AA markers of success, which we call the 9th Step Promises, include:
We will comprehend the word serenity, and we will know peace.
We will lose interest in selfish things and gain interest in our fellows.
We will intuitively know how to handle situations that used to baffle us.
That doesn’t mean these things are true 100% of the time. But I have a program of living that I can turn to day after day to help me get through life, help me release that spring in my gut.
Have you ever heard the term “dry drunk?” It was coined by AA to mean someone who isn’t drinking but hasn’t found other solutions to get through life. Some symptoms of being a dry drunk include:
Feeling like you’re always the victim
Having trouble communicating with other people
Mood swings that range from depression to extreme happiness
Fear that you can’t change
Anger and resentment towards family and friends
Refusing to accept constructive criticism
(“What to Know About Dry Drunk Syndrome,” WebMD, July 8, 2023)
Anytime anyone tells me they’ve stopped drinking, I am happy for them because I do think alcohol causes so many problems. But if they don’t have something else to replace it with, some other sort of program of living or another way to release that gut spring, I worry about them. I’m not saying AA is the only way; I know there are other options out there. But I’m telling you, it’s what worked for me.
Despite my “No, stopping drinking doesn’t fix everything” blunder, the woman who asked me that question however many years ago did get sober, and as far as I know, she still is.
If you are struggling with alcohol or addiction, AA can help. Visit AA.org to find a meeting near you.

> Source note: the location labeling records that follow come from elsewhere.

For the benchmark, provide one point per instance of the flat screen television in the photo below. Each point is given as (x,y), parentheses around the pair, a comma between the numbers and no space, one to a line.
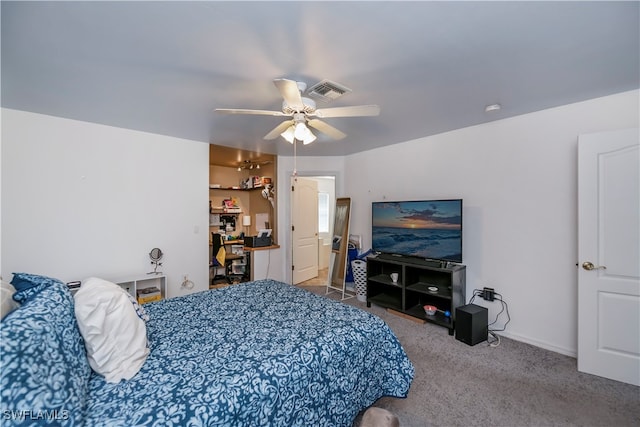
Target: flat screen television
(430,229)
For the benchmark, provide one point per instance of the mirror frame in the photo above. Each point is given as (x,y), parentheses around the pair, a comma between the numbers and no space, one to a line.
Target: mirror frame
(339,247)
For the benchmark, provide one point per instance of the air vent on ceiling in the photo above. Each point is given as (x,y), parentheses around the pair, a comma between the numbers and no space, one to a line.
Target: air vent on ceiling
(327,91)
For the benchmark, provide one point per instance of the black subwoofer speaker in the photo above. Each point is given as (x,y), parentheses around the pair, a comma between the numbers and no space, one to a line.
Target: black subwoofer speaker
(472,324)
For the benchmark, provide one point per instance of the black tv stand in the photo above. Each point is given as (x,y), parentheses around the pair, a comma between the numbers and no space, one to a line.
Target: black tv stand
(420,282)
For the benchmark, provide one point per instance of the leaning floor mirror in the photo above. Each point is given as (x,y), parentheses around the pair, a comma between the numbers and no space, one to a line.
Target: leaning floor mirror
(339,248)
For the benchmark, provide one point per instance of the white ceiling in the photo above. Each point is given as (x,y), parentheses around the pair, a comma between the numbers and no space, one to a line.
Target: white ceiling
(163,67)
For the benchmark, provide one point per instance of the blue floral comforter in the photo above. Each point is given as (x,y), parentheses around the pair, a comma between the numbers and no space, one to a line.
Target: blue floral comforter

RIP Clancy, who passed away in August 2020 at the age of 94 with 61 years of sobriety. “Clancy Imislund, longtime director of L.A.’s Midnight Mission, dies at 93,” LA Times, August 28, 2020
Loved this! Such an important message.
"Vodka bubble wrap." A perfect description (though I preferred the "wine bubble wrap" version) of how I protected myself from all the sharp feelings before finding a more present way to live. Agree, it's an important message and I am thankful that you are sharing it, Liz!